# savage model 10 predator .243



## ryanl01 (Oct 3, 2007)

Stupid question..... I just recently purchased a savage predator model 10 in .243 round from cabelas. It was the last one. I liked the rifle a lot but had a question for the sales person in regards to how the magazine seats into the rifle. There is not a metal guide for it or metal surrounding the magazine well. The magazine fits directly into the wooden stock. It has a small plastic release and you must fit the magazine into the wooden stock perfectly so that it is seated properly. I went online today and cannot find any pics of this type of magazine well. all I have seen are the ones that seat into a metal opening/not into the wooden stock. Has anyone seen this before or is my weapon missing something. going to call savage as soon as I can get a pic taken.


----------



## Luv2hunteup (Mar 22, 2003)

Check out Numrich to find an exploded view of your rifle.


----------



## limige (Sep 2, 2005)

You have what is referred to as the axis magazine. Same as the trophy hunter.

My trophy hunter has a plastic bottom metal but some guns have it molded into the stock all together. This is the worst.

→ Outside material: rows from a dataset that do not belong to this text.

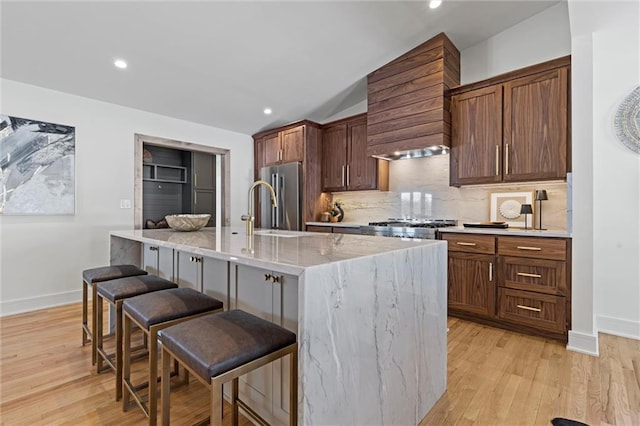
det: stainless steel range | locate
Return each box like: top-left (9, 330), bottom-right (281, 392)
top-left (360, 218), bottom-right (458, 240)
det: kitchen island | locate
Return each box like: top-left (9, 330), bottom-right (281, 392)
top-left (111, 227), bottom-right (447, 425)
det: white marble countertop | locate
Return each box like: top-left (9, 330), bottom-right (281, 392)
top-left (438, 226), bottom-right (571, 238)
top-left (111, 227), bottom-right (443, 275)
top-left (305, 222), bottom-right (366, 228)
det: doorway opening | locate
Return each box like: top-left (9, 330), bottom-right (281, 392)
top-left (134, 134), bottom-right (230, 229)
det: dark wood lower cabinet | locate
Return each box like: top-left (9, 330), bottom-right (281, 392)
top-left (498, 288), bottom-right (566, 333)
top-left (447, 251), bottom-right (496, 318)
top-left (441, 233), bottom-right (571, 342)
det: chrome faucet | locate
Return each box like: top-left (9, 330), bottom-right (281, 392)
top-left (241, 180), bottom-right (278, 236)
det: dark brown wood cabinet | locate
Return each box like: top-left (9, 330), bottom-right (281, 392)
top-left (442, 234), bottom-right (496, 318)
top-left (447, 252), bottom-right (496, 317)
top-left (503, 67), bottom-right (569, 182)
top-left (440, 233), bottom-right (571, 341)
top-left (322, 114), bottom-right (389, 192)
top-left (253, 120), bottom-right (324, 227)
top-left (450, 57), bottom-right (570, 186)
top-left (497, 236), bottom-right (571, 339)
top-left (450, 85), bottom-right (502, 185)
top-left (307, 225), bottom-right (361, 235)
top-left (259, 125), bottom-right (305, 166)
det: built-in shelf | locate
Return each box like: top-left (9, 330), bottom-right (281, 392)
top-left (142, 163), bottom-right (187, 183)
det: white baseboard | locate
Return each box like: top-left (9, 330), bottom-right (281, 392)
top-left (0, 290), bottom-right (82, 317)
top-left (567, 330), bottom-right (600, 356)
top-left (596, 315), bottom-right (640, 340)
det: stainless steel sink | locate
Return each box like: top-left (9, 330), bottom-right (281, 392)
top-left (253, 229), bottom-right (302, 238)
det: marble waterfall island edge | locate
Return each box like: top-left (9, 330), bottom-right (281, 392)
top-left (111, 228), bottom-right (447, 425)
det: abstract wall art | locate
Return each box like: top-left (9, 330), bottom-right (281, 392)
top-left (0, 115), bottom-right (76, 215)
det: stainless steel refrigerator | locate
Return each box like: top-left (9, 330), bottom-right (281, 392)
top-left (260, 162), bottom-right (302, 231)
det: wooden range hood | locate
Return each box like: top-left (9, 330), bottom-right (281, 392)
top-left (367, 33), bottom-right (460, 160)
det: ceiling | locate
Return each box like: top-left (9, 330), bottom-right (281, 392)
top-left (0, 0), bottom-right (559, 134)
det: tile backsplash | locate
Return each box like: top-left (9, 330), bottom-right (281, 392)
top-left (333, 155), bottom-right (570, 230)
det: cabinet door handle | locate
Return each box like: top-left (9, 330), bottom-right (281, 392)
top-left (517, 246), bottom-right (542, 251)
top-left (347, 164), bottom-right (349, 186)
top-left (516, 272), bottom-right (542, 278)
top-left (504, 143), bottom-right (509, 175)
top-left (516, 305), bottom-right (542, 312)
top-left (264, 274), bottom-right (280, 284)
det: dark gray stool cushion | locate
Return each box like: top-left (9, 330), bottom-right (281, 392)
top-left (159, 310), bottom-right (296, 382)
top-left (122, 288), bottom-right (224, 330)
top-left (96, 275), bottom-right (178, 303)
top-left (82, 265), bottom-right (147, 284)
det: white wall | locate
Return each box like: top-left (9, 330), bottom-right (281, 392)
top-left (460, 2), bottom-right (571, 84)
top-left (569, 0), bottom-right (640, 343)
top-left (0, 80), bottom-right (253, 315)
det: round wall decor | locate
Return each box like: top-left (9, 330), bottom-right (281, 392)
top-left (614, 86), bottom-right (640, 154)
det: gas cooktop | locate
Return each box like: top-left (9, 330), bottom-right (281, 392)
top-left (369, 218), bottom-right (458, 228)
top-left (360, 218), bottom-right (458, 239)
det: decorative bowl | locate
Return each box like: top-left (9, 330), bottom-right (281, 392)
top-left (164, 214), bottom-right (211, 232)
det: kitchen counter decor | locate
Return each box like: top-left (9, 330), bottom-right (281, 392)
top-left (165, 214), bottom-right (211, 232)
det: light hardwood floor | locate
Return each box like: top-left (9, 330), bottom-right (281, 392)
top-left (0, 304), bottom-right (640, 426)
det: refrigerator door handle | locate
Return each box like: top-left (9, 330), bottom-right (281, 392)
top-left (271, 173), bottom-right (280, 229)
top-left (276, 175), bottom-right (289, 229)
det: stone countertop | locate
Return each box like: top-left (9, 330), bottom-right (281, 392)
top-left (111, 227), bottom-right (443, 275)
top-left (438, 226), bottom-right (571, 238)
top-left (305, 222), bottom-right (367, 228)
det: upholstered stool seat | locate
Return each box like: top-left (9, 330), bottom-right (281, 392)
top-left (94, 275), bottom-right (178, 400)
top-left (122, 288), bottom-right (224, 425)
top-left (82, 265), bottom-right (147, 365)
top-left (159, 310), bottom-right (298, 425)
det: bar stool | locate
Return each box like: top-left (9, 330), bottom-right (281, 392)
top-left (82, 265), bottom-right (147, 365)
top-left (159, 309), bottom-right (298, 426)
top-left (122, 288), bottom-right (224, 425)
top-left (94, 275), bottom-right (178, 401)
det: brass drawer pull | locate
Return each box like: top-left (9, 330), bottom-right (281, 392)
top-left (516, 305), bottom-right (542, 312)
top-left (516, 272), bottom-right (542, 278)
top-left (504, 143), bottom-right (513, 175)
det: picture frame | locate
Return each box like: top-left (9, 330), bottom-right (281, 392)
top-left (489, 191), bottom-right (534, 228)
top-left (0, 114), bottom-right (76, 215)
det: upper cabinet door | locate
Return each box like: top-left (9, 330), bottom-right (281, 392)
top-left (280, 126), bottom-right (304, 163)
top-left (450, 85), bottom-right (502, 185)
top-left (503, 67), bottom-right (568, 181)
top-left (347, 120), bottom-right (378, 190)
top-left (322, 124), bottom-right (348, 191)
top-left (262, 133), bottom-right (281, 166)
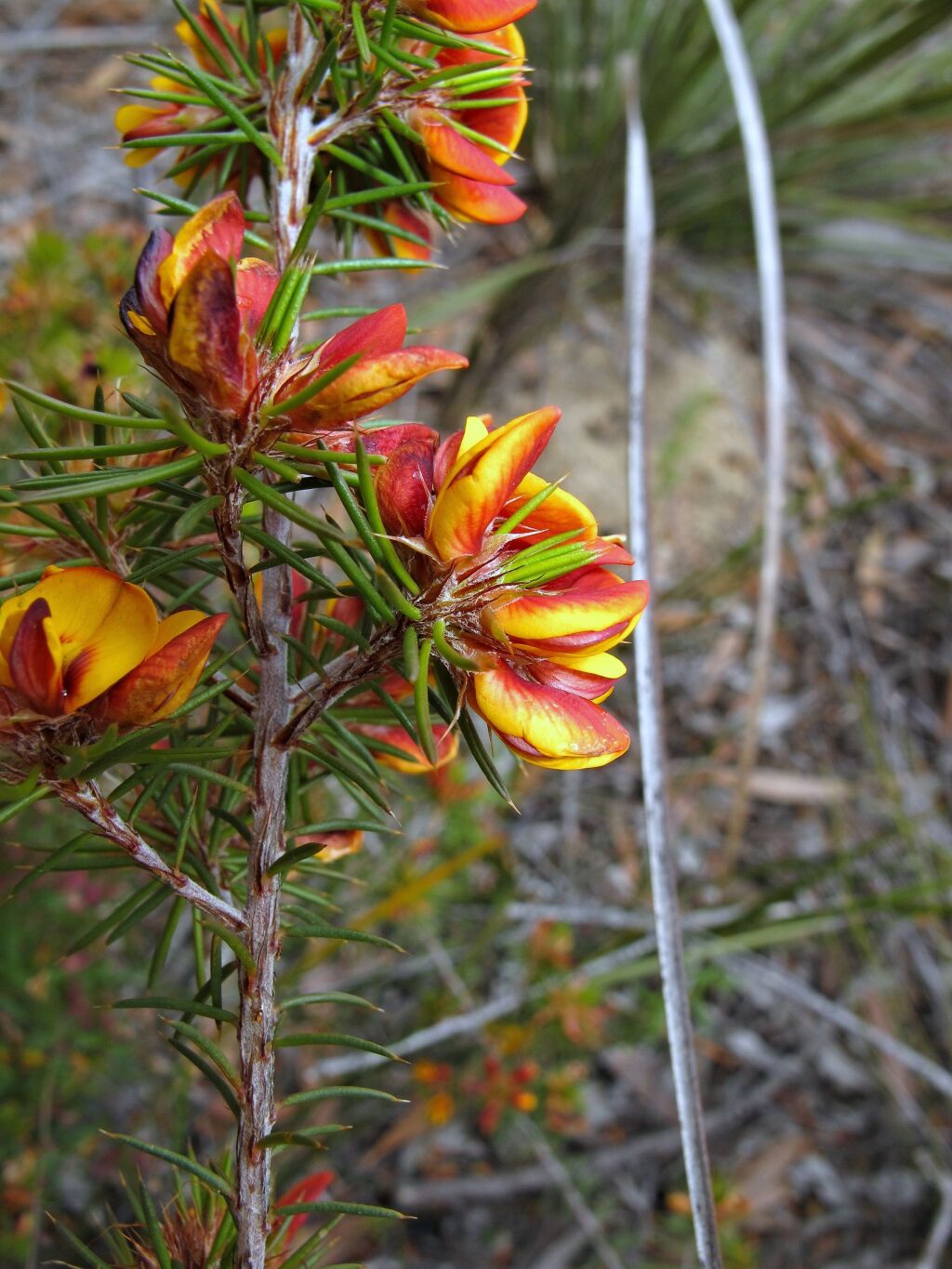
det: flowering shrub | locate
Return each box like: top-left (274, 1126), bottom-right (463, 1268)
top-left (0, 0), bottom-right (647, 1269)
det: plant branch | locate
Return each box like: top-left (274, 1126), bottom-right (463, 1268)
top-left (705, 0), bottom-right (788, 868)
top-left (51, 780), bottom-right (245, 934)
top-left (235, 12), bottom-right (317, 1269)
top-left (625, 65), bottom-right (721, 1269)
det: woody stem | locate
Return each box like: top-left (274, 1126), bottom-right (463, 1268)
top-left (235, 7), bottom-right (317, 1269)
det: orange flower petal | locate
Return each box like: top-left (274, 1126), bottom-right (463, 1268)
top-left (364, 202), bottom-right (433, 266)
top-left (493, 569), bottom-right (647, 653)
top-left (101, 609), bottom-right (229, 727)
top-left (430, 161), bottom-right (525, 225)
top-left (283, 348), bottom-right (469, 430)
top-left (169, 251), bottom-right (244, 406)
top-left (9, 599), bottom-right (66, 714)
top-left (375, 441), bottom-right (433, 536)
top-left (428, 406), bottom-right (561, 560)
top-left (407, 0), bottom-right (536, 35)
top-left (421, 109), bottom-right (515, 185)
top-left (159, 191), bottom-right (245, 309)
top-left (119, 230), bottom-right (173, 338)
top-left (471, 664), bottom-right (628, 771)
top-left (318, 305), bottom-right (406, 367)
top-left (235, 255), bottom-right (281, 337)
top-left (456, 84), bottom-right (529, 158)
top-left (503, 472), bottom-right (598, 542)
top-left (532, 653), bottom-right (627, 705)
top-left (0, 566), bottom-right (159, 713)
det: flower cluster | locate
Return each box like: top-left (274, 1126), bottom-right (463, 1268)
top-left (0, 566), bottom-right (227, 729)
top-left (369, 17), bottom-right (531, 260)
top-left (376, 409), bottom-right (647, 769)
top-left (115, 0), bottom-right (536, 261)
top-left (119, 192), bottom-right (467, 439)
top-left (115, 0), bottom-right (287, 185)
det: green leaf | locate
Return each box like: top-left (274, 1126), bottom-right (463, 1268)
top-left (177, 62), bottom-right (282, 171)
top-left (10, 455), bottom-right (203, 507)
top-left (164, 1018), bottom-right (241, 1089)
top-left (282, 1084), bottom-right (409, 1106)
top-left (257, 1123), bottom-right (350, 1150)
top-left (111, 997), bottom-right (237, 1026)
top-left (281, 991), bottom-right (383, 1014)
top-left (414, 639), bottom-right (437, 766)
top-left (274, 1032), bottom-right (409, 1061)
top-left (100, 1130), bottom-right (232, 1200)
top-left (51, 1217), bottom-right (112, 1269)
top-left (284, 924), bottom-right (406, 953)
top-left (273, 1199), bottom-right (415, 1221)
top-left (202, 918), bottom-right (257, 973)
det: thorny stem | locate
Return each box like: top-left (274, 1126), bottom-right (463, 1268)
top-left (235, 7), bottom-right (317, 1269)
top-left (53, 780), bottom-right (245, 934)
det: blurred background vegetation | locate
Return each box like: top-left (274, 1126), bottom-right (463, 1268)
top-left (0, 0), bottom-right (952, 1269)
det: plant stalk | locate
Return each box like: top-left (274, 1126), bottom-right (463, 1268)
top-left (235, 7), bottom-right (317, 1269)
top-left (625, 65), bottom-right (722, 1269)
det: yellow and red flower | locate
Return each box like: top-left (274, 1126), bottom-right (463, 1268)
top-left (119, 192), bottom-right (278, 417)
top-left (119, 192), bottom-right (467, 435)
top-left (274, 305), bottom-right (469, 434)
top-left (377, 409), bottom-right (647, 769)
top-left (368, 21), bottom-right (532, 258)
top-left (115, 0), bottom-right (287, 184)
top-left (0, 566), bottom-right (226, 727)
top-left (406, 0), bottom-right (536, 35)
top-left (407, 25), bottom-right (528, 225)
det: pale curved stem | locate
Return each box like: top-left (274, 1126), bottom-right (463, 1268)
top-left (625, 59), bottom-right (721, 1269)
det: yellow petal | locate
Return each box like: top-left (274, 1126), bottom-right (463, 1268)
top-left (471, 664), bottom-right (629, 771)
top-left (0, 566), bottom-right (159, 713)
top-left (429, 406), bottom-right (560, 560)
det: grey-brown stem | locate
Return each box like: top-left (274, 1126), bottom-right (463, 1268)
top-left (235, 7), bottom-right (317, 1269)
top-left (53, 780), bottom-right (245, 934)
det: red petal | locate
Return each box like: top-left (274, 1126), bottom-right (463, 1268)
top-left (283, 348), bottom-right (469, 430)
top-left (354, 723), bottom-right (459, 775)
top-left (169, 251), bottom-right (244, 407)
top-left (430, 163), bottom-right (525, 225)
top-left (9, 599), bottom-right (66, 714)
top-left (407, 0), bottom-right (536, 35)
top-left (317, 305), bottom-right (406, 373)
top-left (101, 613), bottom-right (229, 727)
top-left (469, 663), bottom-right (628, 771)
top-left (428, 406), bottom-right (561, 560)
top-left (235, 257), bottom-right (281, 337)
top-left (421, 109), bottom-right (515, 185)
top-left (376, 442), bottom-right (433, 536)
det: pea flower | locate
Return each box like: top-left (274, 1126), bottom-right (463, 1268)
top-left (274, 305), bottom-right (469, 434)
top-left (114, 0), bottom-right (287, 176)
top-left (367, 25), bottom-right (528, 258)
top-left (407, 25), bottom-right (528, 225)
top-left (406, 0), bottom-right (536, 35)
top-left (376, 409), bottom-right (647, 769)
top-left (0, 566), bottom-right (226, 727)
top-left (119, 192), bottom-right (467, 435)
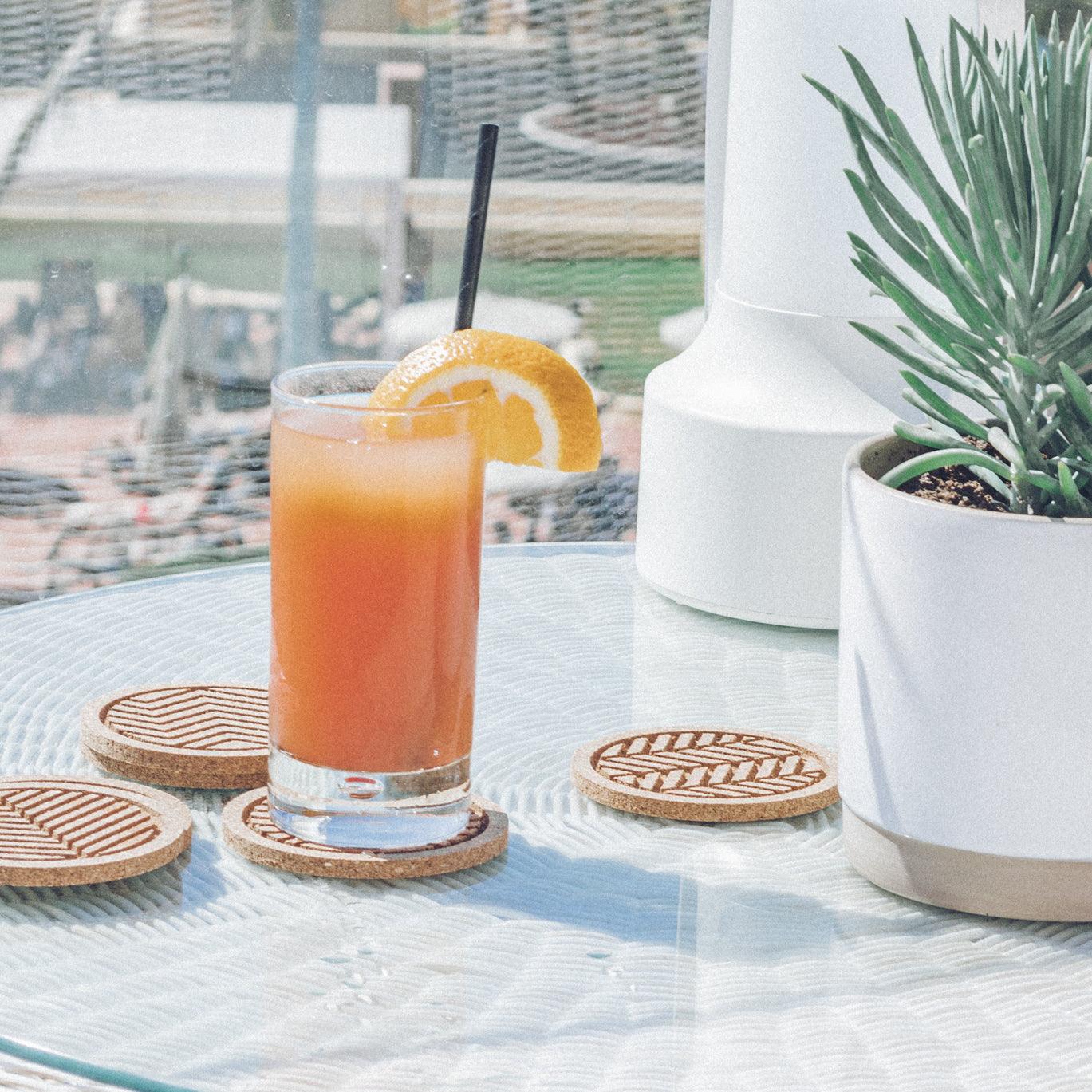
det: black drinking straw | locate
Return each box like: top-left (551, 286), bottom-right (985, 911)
top-left (455, 124), bottom-right (499, 329)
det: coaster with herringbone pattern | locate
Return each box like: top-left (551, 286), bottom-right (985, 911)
top-left (223, 788), bottom-right (508, 880)
top-left (81, 684), bottom-right (269, 788)
top-left (0, 775), bottom-right (192, 887)
top-left (572, 727), bottom-right (838, 822)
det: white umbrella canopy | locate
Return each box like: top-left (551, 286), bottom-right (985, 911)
top-left (384, 292), bottom-right (581, 361)
top-left (660, 307), bottom-right (705, 353)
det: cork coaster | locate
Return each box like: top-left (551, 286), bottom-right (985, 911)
top-left (80, 684), bottom-right (270, 788)
top-left (224, 788), bottom-right (508, 880)
top-left (572, 727), bottom-right (838, 822)
top-left (0, 776), bottom-right (193, 887)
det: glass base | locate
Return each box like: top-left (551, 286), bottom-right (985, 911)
top-left (269, 745), bottom-right (471, 850)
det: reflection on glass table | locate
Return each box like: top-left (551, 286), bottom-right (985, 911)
top-left (0, 545), bottom-right (1092, 1092)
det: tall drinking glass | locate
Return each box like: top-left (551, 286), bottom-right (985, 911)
top-left (269, 363), bottom-right (486, 849)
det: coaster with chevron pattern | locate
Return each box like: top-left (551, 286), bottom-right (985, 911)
top-left (223, 788), bottom-right (508, 880)
top-left (80, 684), bottom-right (269, 788)
top-left (0, 775), bottom-right (193, 887)
top-left (572, 727), bottom-right (838, 822)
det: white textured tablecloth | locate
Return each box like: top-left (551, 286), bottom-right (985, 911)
top-left (0, 546), bottom-right (1092, 1092)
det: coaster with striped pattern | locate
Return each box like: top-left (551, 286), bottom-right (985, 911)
top-left (572, 726), bottom-right (838, 822)
top-left (80, 684), bottom-right (270, 788)
top-left (0, 775), bottom-right (193, 887)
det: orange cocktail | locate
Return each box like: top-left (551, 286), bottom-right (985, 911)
top-left (270, 364), bottom-right (483, 847)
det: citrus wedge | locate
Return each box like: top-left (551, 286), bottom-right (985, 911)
top-left (368, 329), bottom-right (603, 471)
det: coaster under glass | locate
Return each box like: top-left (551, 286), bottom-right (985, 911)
top-left (269, 745), bottom-right (471, 850)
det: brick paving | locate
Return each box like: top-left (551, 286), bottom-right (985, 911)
top-left (0, 396), bottom-right (641, 605)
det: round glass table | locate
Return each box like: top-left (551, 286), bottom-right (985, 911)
top-left (0, 545), bottom-right (1092, 1092)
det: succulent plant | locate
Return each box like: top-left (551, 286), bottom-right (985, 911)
top-left (809, 15), bottom-right (1092, 517)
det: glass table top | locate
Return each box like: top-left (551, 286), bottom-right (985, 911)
top-left (0, 545), bottom-right (1092, 1092)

I bought a boyds stock for mine and transferred the plastic frame to the new stock. No issues just not the greatest. 

I could have opted to buy the metal version of the bottom metal as is used on the model 12 but then you have to buy magazines as well. Cost you an extra $200. 

I have a plastic stock that accepts the bottom metal but I dont even feel its worth the shipping charge.

So you can either deal with it.
Replace it with metal by buying a new stock, bottom metal and magazine. 
Or just buy a new stock that is blind mag and get the spring and follower from brownells.

Savageshooters.com is an invaluable resource for info and classifieds. Cost you $10-15 a year to join but worth it if your looking for parts.


----------



## ryanl01 (Oct 3, 2007)

This is the model and rifle that I purchased.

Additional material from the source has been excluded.